Con la formazione dell'attuale governo la situazione sembra essere tornata alla calma e con la recente elezione di Sergio Mattarella alla più alta carica dello Stato l'opera di sterilizzazione di ogni possibile conflitto politico ha raggiunto il suo culmine: l'organico sembra aver trionfato sul tumultuoso conflitto sociale che aveva portato scompiglio anche nelle camere di compesazione del potere borghese.
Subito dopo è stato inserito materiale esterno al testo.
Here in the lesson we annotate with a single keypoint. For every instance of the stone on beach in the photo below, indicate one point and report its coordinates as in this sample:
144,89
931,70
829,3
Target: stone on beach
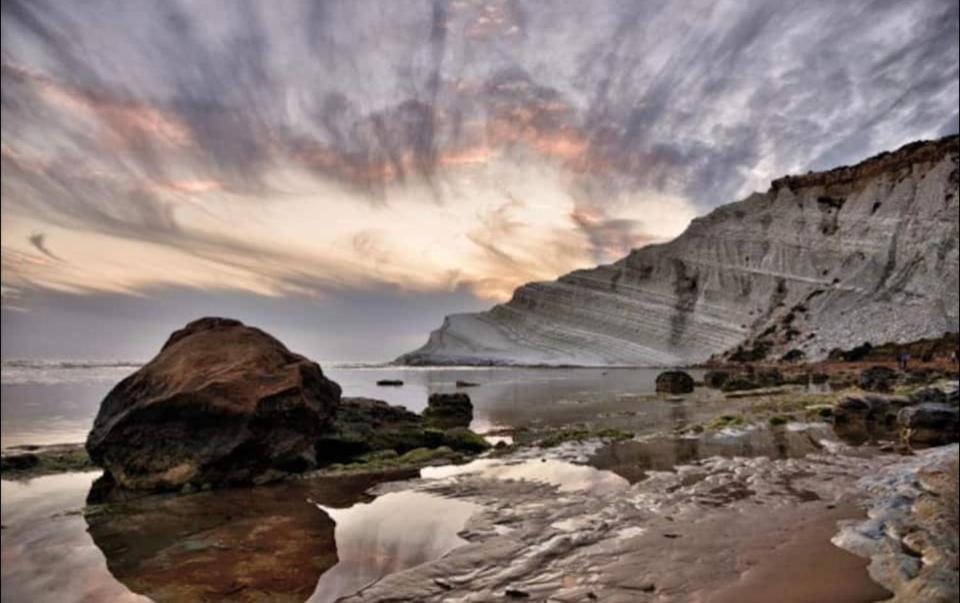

Così, il Presidente del Consiglio ha già annunciato di voler proseguire fino a fine legislatura e le opposizioni si sono immediatamente accucciate ai piedi del nuovo garante della Costituzione, già pronto all'ennesima picconata alla carta costituzionale.
Poco importa infatti che l'attuale Presidente della Repubblica sia stato eletto in una elezione di secondo grado da rappresentanti del popolo de facto sfiduciati dall'incostituzionalità della legge elettorale, infondo la legalità è mantenuta in quanto la sentenza n.1/2014 della corte costituzionale rimarcò l'imprescindibilità del principio fondamentale della continuità dello Stato, il quale continua ad operare, anche per inerzia, come è risultato evidente con l'elezione da parte di quello stesso parlamento di uno di quei giudici costituzionali alla Presidenza della Repubblica.
Difficile fare un riassunto più esaustivo della palude democristiana in cui siamo piombati con il governo Renzi.
Tuttavia c'è un frame che circola nel senso comune, secondo il quale "quando c'era la DC si stava meglio". Lo si sente spesso ripetere al bar, sui mezzi pubblici, tra i colleghi di lavoro, nelle sale d'attesa, questo perché effettivamente la DC è stata rappresentata unicamente, o quasi, come la forza politica del "Piano Marshall" e della generazione dei baby-boomer, per cui nella retorica decadente dell'attuale borghesia in crisi capita spesso di imbattersi in simili constatazioni.
Se sembra inutile far notare cosa ci fu dietro a quel "benessere" tanto sbandierato, meno inutile è far notare la fase di trasformazione attraversata da quel partito negli anni dell'egemonia del feudo irpino. Infatti, in quegli anni De Mita gestì l'avvicinamento della DC alla svolta (die Wende) della Cdu tedesca di Kohl elaborando la versione italiana dell'aggressione al demone dello "statalismo", che se risultò una novità politica per la DC di allora è ormai l'odierna retorica politica per noi, questo a dimostrazione di quanto siamo stati egemonizzati da quella svolta ideologica.
La critica del welfare state di De Mita rappresentò la rivoluzione copernicana della politica che dagli anni '80 a oggi continua a mieter vittime, dando voce ai presunti ceti produttivi emersi dopo la crisi degli anni '70. Poco importa che alla fin fine quei ceti produttivi siano sprofondati in una crisi gravissima proprio da allora, perché l'ideologizzazione è ancora operativa nonostante, paradossalmente, quei ceti si siano tragicamente tramutati nel loro corrispettivo negativo: il precariato.
La vulgata del self-made man venne riscoperta dai neoliberisti e scaraventata nella società come arma per aumentare la competizione più feroce a ribassi salariali ed erosione dei diritti crescenti. L'attacco al welfare state era ormai avviato anche in Italia e De Mita, di cui Mattarella fu fido collaboratore, non esitava a dare una lettura del contesto improntata al neoliberismo estremo: "il meccanismo si è inceppato per quel tanto e quel poco di socialismo che è stato introdotto nella nostra società" (cit. in P.Craveri, La Repubblica dal 1956 al 1992, Tes, Milano, 1996, p.889).
Sperare in una funzione di garanzia dall'attacco allo stato sociale che stiamo subendo da parte del Presidente Mattarella semplicemente perché, infondo, democristiano di sinistra (fece parte della corrente "Base"), è non solo illusorio, ma anche contrario a quella che è la visione del mondo del neoeletto Capo dello Stato. Questo al di là della sua funzione super partes che certamente eserciterà per garantire la stabilità di un regime politico che ha sempre più bisogno di ruoli mediatori come il suo.